Jak informują, podczas czwartkowej tragedii doszło do uszkodzenia struktury ścian - w mieszkaniach graniczących z ZETO oraz na klatce schodowej pojawiły się pęknięcia, których - jak podkreślają - wcześniej nie było.

Zobaczcie galerię zdjęć z miejsca rozbiórki w Kielcach na ulicy Śniadeckich oraz sąsiedniego bloku gdzie mieszkańcy przeżywają gehennę.

Mieszkańcy tej klatki w czwartek, 20 lipca zostali ewakuowani, ale wieczorem policja pozwoliła im wrócić do swoich mieszkań. Nikt jednak nie zdecydował się spać na miejscu.

Krzysztof Jankowski, mieszkaniec bloku przy ulicy Śniadeckich 25/27 podkreślił, że stała się wielka tragedia.

- Z początku myśleliśmy, że ten blok będzie remontowany. Nikt nie informował nas o tym, że będzie rozbiórka. Z czasem, kiedy zaczęli rozbierać kolejne kondygnacje - coraz bliżej nas, to czuliśmy się jak podczas trzęsienia ziemi w Tokio, jak leżeliśmy, czy siedzieliśmy, było czuć wibracje. Mieszkańcy z kolejnych, oddalonych klatek też to czuli. Jako, że także pracuję w mediach, to w pracy również nakreśliłem ten temat. Koledzy trzy dni wcześniej robili materiał odnośnie tego, jak prowadzone są prace rozbiórkowe, ponieważ tydzień czy dwa tygodnie temu, część tego gruzu spadło na naszą stronę na dach naszego budynku. Najbardziej pokrzywdzeni są sąsiedzi z naprzeciwka i z tego pionu, ponieważ w ich mieszkaniach pojawiły się pęknięcia, których wcześniej nie było - relacjonował mieszkaniec.

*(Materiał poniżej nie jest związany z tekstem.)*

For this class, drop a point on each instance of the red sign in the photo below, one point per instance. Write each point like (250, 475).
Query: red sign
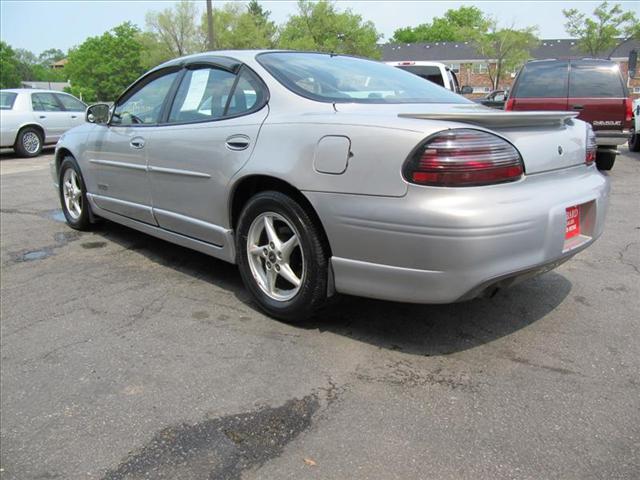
(573, 222)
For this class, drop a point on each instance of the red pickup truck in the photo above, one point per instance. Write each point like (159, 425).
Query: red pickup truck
(593, 87)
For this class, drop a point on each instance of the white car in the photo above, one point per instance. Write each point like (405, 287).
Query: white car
(31, 119)
(634, 138)
(435, 72)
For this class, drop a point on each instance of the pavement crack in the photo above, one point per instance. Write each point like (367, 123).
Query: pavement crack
(221, 447)
(624, 261)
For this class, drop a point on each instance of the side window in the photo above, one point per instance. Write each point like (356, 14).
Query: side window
(45, 102)
(70, 103)
(145, 105)
(544, 80)
(209, 94)
(595, 82)
(247, 94)
(202, 95)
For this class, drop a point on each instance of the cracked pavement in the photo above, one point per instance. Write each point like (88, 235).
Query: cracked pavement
(126, 357)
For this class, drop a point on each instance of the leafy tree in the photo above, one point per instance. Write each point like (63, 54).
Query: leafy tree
(153, 51)
(102, 67)
(242, 28)
(177, 29)
(50, 56)
(506, 49)
(26, 61)
(457, 25)
(9, 73)
(319, 26)
(608, 27)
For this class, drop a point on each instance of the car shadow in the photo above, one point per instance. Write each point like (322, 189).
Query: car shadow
(416, 329)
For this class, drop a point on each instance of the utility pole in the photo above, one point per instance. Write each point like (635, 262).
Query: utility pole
(210, 24)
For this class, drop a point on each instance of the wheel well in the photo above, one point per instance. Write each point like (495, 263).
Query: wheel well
(249, 186)
(35, 127)
(60, 156)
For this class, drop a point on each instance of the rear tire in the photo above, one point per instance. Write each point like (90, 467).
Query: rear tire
(28, 142)
(269, 259)
(605, 160)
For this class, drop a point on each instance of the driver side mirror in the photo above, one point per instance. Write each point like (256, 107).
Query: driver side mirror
(98, 114)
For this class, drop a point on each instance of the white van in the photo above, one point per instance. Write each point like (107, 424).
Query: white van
(435, 72)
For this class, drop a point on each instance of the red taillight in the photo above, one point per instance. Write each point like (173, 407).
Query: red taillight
(629, 109)
(464, 158)
(592, 146)
(511, 102)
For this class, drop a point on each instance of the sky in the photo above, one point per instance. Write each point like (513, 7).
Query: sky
(40, 25)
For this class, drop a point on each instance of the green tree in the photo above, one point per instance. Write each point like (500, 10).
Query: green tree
(50, 56)
(153, 51)
(26, 62)
(102, 67)
(464, 23)
(505, 49)
(319, 26)
(9, 73)
(176, 29)
(238, 27)
(608, 27)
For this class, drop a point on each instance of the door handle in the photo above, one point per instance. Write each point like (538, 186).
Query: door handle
(137, 142)
(237, 142)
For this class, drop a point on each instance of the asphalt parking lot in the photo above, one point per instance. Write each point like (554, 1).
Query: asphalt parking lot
(126, 357)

Mieszkańcy od dawna obawiali się o to, jak rozbiórka oraz planowana budowa nowej inwestycji, wpłynie na ich blok, który został wybudowany w latach 60-tych.

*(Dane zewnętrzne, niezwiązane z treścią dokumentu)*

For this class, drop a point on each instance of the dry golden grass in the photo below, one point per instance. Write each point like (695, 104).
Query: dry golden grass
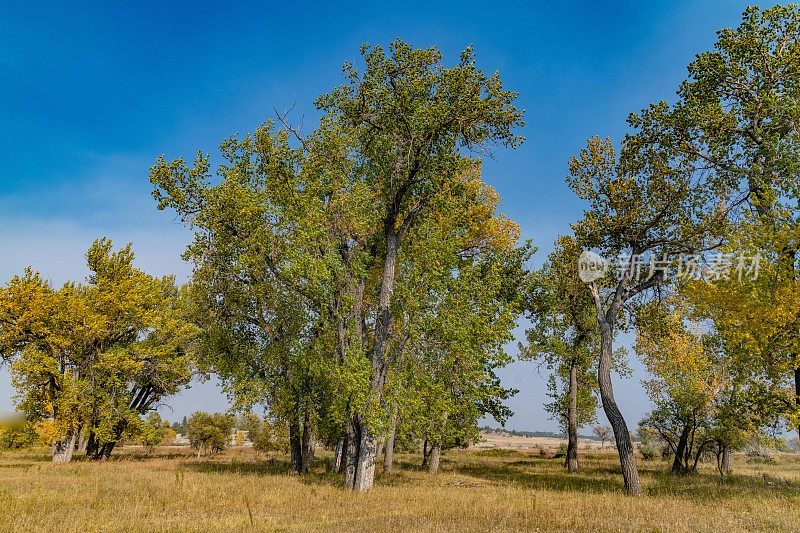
(476, 491)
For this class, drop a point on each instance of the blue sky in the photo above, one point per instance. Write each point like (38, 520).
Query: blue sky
(91, 93)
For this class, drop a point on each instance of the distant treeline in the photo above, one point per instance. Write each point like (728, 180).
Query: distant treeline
(518, 433)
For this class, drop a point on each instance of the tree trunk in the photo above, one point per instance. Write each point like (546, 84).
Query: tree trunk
(381, 444)
(797, 392)
(627, 458)
(724, 462)
(350, 455)
(367, 447)
(296, 447)
(679, 465)
(388, 458)
(337, 455)
(365, 465)
(433, 459)
(63, 448)
(571, 460)
(82, 440)
(307, 445)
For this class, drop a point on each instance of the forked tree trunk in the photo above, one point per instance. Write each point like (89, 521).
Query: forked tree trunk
(433, 459)
(63, 448)
(627, 458)
(571, 460)
(388, 458)
(367, 443)
(367, 455)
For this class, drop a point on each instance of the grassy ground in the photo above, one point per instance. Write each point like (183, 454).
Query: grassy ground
(498, 490)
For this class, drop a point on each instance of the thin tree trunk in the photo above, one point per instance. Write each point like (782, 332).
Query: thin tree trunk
(571, 460)
(433, 460)
(381, 444)
(296, 448)
(724, 462)
(63, 448)
(337, 455)
(678, 462)
(82, 440)
(307, 445)
(350, 456)
(388, 458)
(797, 392)
(627, 458)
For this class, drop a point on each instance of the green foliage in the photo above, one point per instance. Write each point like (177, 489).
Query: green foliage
(16, 432)
(210, 432)
(152, 432)
(327, 267)
(95, 356)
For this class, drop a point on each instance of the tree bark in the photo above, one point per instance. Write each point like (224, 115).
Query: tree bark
(381, 444)
(679, 464)
(724, 461)
(797, 392)
(365, 466)
(337, 455)
(571, 460)
(350, 454)
(433, 459)
(627, 458)
(63, 448)
(296, 447)
(388, 458)
(307, 445)
(367, 447)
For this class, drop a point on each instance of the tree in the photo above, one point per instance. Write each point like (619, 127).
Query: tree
(736, 120)
(603, 433)
(411, 117)
(93, 358)
(564, 337)
(209, 432)
(299, 248)
(641, 212)
(152, 432)
(180, 427)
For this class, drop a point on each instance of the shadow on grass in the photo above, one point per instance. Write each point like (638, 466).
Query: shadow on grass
(511, 474)
(268, 467)
(532, 473)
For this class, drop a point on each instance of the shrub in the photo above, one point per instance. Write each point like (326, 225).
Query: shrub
(649, 452)
(17, 433)
(210, 432)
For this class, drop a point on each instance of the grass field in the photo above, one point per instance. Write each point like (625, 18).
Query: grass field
(500, 490)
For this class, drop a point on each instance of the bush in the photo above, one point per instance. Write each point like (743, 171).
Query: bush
(17, 433)
(649, 452)
(210, 432)
(271, 437)
(760, 455)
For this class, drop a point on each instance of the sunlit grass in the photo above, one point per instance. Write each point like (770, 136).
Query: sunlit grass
(170, 491)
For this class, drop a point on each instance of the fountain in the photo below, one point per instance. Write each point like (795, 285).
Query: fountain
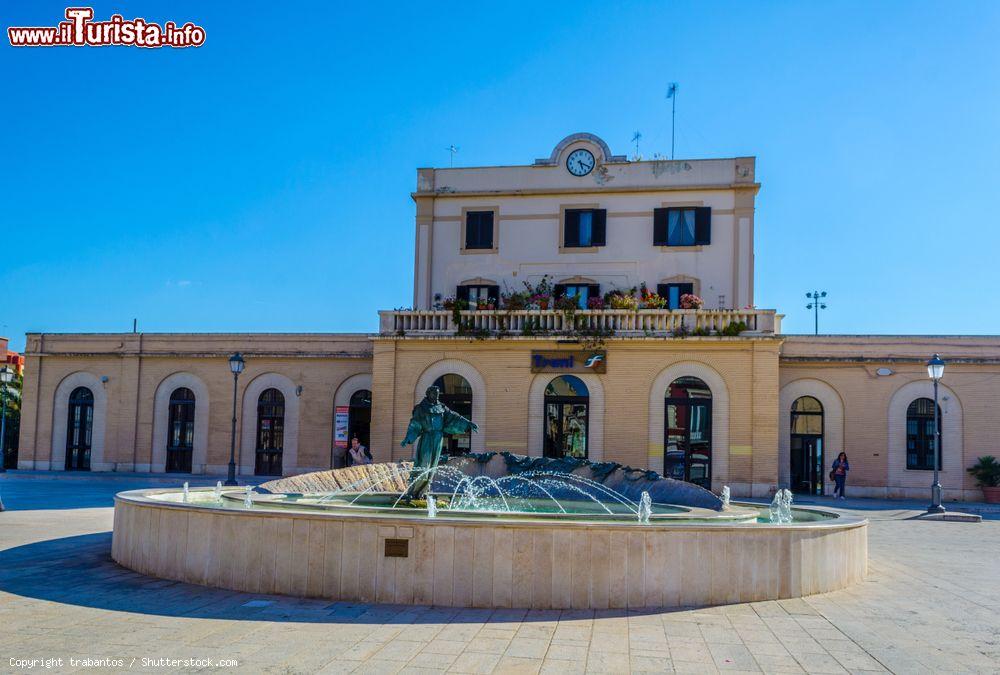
(492, 529)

- My się nie znamy na procedurach czy sposobach rozbiórki, ale to co nas przerażało to to, że plany dewelopera są takie, by wykonać tam dwie kondygnacje w dół - czyli parking podziemny tuż obok nas, gdzie my mamy zwykłą piwnicę. Obawiamy się, jak to będzie wyglądać, jak zaczną kopać te dwie kondygnacje w dół, czy nie wpłynie to negatywnie na nasz budynek. Dlatego sąsiedzi interweniowali, zgłaszali to do nadzoru budowlanego, zgłaszaliśmy to także w spółdzielni. Teraz wydarzyła się tragedia... - mówił mieszkaniec i dodał: - Liczymy na to i mamy nadzieję, że zainteresuje się tym jakiś ekspert, żeby nie była to jakaś samowolka, by nie doszło jeszcze do innej tragedii. Nie chcielibyśmy, by kolejnej osobie stała się krzywda - dodał pan Krzysztof.

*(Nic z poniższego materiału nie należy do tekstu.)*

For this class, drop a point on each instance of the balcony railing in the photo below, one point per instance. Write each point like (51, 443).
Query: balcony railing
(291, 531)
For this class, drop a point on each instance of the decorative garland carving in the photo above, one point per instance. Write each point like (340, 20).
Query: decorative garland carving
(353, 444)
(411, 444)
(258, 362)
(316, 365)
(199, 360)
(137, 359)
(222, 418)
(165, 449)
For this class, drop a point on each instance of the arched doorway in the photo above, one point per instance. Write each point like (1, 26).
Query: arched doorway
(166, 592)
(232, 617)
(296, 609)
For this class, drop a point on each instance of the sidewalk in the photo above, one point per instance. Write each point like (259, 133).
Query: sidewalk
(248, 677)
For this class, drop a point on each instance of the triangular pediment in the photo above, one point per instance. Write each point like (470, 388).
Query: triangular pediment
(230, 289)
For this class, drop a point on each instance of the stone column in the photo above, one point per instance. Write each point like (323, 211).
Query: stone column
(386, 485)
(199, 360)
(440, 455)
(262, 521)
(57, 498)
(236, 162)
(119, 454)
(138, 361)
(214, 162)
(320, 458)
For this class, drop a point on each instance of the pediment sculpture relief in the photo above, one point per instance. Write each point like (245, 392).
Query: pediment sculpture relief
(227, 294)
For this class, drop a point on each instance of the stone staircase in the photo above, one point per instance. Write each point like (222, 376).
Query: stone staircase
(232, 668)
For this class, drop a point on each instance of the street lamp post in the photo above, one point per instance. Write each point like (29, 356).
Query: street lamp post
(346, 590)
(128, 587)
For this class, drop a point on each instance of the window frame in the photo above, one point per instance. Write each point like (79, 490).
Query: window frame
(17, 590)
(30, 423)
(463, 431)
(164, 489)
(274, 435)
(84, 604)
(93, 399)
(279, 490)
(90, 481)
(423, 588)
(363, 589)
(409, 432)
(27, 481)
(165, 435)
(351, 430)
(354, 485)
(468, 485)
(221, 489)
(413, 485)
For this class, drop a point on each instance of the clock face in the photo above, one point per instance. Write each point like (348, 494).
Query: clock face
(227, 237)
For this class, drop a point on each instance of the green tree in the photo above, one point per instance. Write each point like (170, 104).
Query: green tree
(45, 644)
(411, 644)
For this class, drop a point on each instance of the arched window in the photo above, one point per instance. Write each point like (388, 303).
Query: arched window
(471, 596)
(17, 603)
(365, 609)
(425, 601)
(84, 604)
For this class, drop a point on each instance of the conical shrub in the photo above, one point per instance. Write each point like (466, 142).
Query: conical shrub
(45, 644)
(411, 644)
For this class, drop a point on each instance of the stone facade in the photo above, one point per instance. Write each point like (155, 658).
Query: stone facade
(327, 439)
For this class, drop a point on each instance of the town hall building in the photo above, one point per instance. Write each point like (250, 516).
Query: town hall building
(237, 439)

"Tego widoku nie zapomnimy przez dłuższy czas"

Na miejscu czwartkowej tragedii działy się prawdziwie dantejskie sceny... Widoku nieżyjącego operatora koparki, okoliczni mieszkańcy nie zapomną przez dłuższy czas...

- Cała ta operacja rozpoczęła się przed godziną 13, w momencie kiedy wydarzyła się tragedia. Bodajże do godziny 15, ten człowiek wisiał na tej koparce, na jakichś uprzężach, bo straż nie miała jak do niego podejść. Już wtedy ludzie wiedzieli, że ten człowiek nie żyje. Ludzie to widzieli, także dzieci. To wszystko widzieli także mieszkańcy sąsiednich bloków. My z żoną wyjechaliśmy stąd około godziny 17. Postanowiliśmy wrócić koło 20, akcja strażaków już się wtedy zakończyła, ale mimo to nikt z nas - żaden z sąsiadów, nie zdecydował się spać tu tej nocy

- relacjonował mieszkaniec sąsiadującego z dawnym ZETO bloku.

Zobaczcie galerię zdjęć z miejsca rozbiórki w Kielcach na ulicy Śniadeckich oraz sąsiedniego bloku gdzie mieszkańcy przeżywają gehennę.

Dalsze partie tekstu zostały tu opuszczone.